Examining which executor is currently set can be done by running the following command.
airflow config get-value core executor
3.3.5 DAG Directory
The DAG directory contains the DAG files written in Python. The DAG directory is read and used by each Airflow component for a different purpose. The web interface lists all written DAGs from the directory as well as their content. The scheduler and executor run a DAG or a task based on the input read from the DAG directory.
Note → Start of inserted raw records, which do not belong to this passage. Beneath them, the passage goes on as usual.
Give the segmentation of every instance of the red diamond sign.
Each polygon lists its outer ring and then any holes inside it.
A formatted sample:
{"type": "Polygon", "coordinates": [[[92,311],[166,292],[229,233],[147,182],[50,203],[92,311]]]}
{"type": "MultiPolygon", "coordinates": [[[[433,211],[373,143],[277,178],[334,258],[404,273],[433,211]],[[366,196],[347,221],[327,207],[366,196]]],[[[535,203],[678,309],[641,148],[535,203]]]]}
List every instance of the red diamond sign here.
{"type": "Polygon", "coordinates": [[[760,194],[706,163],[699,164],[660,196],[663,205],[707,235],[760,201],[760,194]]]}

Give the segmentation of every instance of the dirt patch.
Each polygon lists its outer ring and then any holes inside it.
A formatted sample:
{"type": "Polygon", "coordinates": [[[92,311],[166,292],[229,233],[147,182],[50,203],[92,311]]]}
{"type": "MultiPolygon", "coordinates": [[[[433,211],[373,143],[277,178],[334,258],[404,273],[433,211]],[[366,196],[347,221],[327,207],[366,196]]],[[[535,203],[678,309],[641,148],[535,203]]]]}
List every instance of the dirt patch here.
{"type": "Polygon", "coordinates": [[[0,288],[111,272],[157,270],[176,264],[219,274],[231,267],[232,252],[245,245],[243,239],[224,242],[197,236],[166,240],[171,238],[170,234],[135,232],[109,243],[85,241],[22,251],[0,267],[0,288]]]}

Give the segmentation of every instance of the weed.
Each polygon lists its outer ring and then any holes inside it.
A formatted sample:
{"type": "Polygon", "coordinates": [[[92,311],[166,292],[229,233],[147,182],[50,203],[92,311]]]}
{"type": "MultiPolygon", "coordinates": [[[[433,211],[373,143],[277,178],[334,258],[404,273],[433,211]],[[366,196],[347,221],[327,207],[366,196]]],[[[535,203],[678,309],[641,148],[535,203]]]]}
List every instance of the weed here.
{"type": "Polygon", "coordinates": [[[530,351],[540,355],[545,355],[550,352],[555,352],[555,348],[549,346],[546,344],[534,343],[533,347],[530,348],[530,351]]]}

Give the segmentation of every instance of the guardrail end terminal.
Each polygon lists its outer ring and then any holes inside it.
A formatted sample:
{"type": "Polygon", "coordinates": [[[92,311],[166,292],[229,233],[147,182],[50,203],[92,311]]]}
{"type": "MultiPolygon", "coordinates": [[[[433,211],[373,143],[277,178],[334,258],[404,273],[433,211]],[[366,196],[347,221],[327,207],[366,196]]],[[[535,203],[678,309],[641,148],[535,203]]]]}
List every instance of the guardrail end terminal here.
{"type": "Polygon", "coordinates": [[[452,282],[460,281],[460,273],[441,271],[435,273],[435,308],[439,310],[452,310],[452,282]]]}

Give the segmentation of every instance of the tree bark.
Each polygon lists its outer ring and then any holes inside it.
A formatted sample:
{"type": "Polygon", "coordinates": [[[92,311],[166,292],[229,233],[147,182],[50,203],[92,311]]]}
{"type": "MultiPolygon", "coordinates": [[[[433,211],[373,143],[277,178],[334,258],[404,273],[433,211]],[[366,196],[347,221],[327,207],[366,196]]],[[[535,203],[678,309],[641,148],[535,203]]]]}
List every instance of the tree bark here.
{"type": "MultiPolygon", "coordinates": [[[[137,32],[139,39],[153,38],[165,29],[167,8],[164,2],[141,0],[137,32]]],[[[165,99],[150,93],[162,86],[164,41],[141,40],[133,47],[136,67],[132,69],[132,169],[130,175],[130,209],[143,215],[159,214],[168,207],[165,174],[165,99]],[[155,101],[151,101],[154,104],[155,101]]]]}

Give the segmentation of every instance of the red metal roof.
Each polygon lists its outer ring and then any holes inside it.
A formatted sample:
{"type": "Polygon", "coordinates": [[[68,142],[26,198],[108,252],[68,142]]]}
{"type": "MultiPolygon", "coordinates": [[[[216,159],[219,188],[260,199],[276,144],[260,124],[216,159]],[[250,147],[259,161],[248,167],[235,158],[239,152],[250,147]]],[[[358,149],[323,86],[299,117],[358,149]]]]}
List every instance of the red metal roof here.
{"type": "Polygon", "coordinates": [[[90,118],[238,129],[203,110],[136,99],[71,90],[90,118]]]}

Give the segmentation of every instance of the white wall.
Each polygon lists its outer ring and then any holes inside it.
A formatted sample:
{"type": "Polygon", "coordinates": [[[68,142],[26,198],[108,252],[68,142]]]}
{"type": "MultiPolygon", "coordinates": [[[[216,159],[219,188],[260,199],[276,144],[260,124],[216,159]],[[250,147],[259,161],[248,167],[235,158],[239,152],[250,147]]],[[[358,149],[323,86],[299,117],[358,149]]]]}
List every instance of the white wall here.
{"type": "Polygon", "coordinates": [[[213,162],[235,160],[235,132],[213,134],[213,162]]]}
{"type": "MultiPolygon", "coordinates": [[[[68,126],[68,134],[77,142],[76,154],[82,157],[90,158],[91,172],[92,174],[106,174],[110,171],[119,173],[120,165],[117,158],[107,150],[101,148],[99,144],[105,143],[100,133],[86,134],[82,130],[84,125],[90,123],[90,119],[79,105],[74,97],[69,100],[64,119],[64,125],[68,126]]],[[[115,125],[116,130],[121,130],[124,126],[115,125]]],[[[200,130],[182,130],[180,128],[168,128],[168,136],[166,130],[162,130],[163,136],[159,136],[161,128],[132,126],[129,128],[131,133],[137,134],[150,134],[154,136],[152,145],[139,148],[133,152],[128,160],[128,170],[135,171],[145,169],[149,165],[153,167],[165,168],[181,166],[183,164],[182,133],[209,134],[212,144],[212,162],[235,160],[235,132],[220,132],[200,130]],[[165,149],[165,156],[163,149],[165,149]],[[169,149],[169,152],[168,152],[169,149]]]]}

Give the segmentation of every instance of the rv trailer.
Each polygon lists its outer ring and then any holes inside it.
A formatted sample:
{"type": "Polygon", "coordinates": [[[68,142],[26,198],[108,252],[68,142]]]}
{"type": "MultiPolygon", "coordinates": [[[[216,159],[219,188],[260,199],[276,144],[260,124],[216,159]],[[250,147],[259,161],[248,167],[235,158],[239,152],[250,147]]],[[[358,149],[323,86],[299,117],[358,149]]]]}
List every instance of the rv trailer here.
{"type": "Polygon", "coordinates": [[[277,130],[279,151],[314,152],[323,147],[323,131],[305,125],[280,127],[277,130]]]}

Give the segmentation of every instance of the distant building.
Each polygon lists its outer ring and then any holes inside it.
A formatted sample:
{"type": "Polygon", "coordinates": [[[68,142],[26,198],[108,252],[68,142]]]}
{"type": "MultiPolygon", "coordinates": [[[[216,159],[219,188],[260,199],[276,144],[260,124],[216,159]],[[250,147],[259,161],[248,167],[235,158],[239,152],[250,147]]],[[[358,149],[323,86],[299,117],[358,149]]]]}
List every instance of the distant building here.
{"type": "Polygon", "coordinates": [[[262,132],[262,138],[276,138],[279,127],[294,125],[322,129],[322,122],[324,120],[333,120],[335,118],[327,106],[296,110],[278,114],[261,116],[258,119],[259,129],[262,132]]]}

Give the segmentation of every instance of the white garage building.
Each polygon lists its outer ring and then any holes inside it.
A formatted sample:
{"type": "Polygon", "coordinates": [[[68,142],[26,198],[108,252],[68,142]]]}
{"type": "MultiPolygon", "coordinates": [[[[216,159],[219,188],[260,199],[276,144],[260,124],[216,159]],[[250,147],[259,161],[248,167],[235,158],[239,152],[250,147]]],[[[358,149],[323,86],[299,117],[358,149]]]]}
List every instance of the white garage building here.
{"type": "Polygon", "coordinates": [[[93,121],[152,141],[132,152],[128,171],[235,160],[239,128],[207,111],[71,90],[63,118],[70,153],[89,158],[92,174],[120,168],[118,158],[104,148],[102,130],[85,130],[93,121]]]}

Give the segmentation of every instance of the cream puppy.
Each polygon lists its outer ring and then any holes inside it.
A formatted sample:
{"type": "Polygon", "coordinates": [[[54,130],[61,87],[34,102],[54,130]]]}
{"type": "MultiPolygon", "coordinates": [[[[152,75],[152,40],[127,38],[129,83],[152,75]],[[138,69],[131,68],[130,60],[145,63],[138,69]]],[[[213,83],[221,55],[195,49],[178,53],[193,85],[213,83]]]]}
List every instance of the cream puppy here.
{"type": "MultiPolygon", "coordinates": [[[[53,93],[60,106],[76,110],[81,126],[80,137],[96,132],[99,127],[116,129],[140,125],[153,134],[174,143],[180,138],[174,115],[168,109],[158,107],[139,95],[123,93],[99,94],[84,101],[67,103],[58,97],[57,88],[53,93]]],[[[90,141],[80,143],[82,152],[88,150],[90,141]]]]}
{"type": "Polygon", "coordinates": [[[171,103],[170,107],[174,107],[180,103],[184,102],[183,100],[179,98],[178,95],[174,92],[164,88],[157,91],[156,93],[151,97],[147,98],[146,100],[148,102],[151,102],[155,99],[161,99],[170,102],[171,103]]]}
The DAG directory can be of different nature. It can be a local folder in case of a local installation, or also use a separate repository like Git where the DAG files are stored. The scheduler will recurse through the DAG Directory so it is also possible to create subfolders for example based on different projects.
3.3.6 Metadata Database
The metadata database is used to store data of the scheduler, executor, and the webserver, such as scheduling- or runtime, user settings, or XCom. It is beneficial to run the metadata database as a separate component to keep all data safe and secure in case there are erroneous other parts of the infrastructure. Such considerations account for the architectural decisions of an Airflow deployment and the metadata database itself. For example, it is possible to run Airflow and all of its components on a Kubernetes cluster. However, this is not necessarily recommended as it is prone to the cluster and its accessibility itself. It is also possible to outsource Airflow components such as the metadata database to use a clouds’ distinguished database resources for example. For example to store all metadata, in the Relational Database Service (RDS) on the AWS Cloud.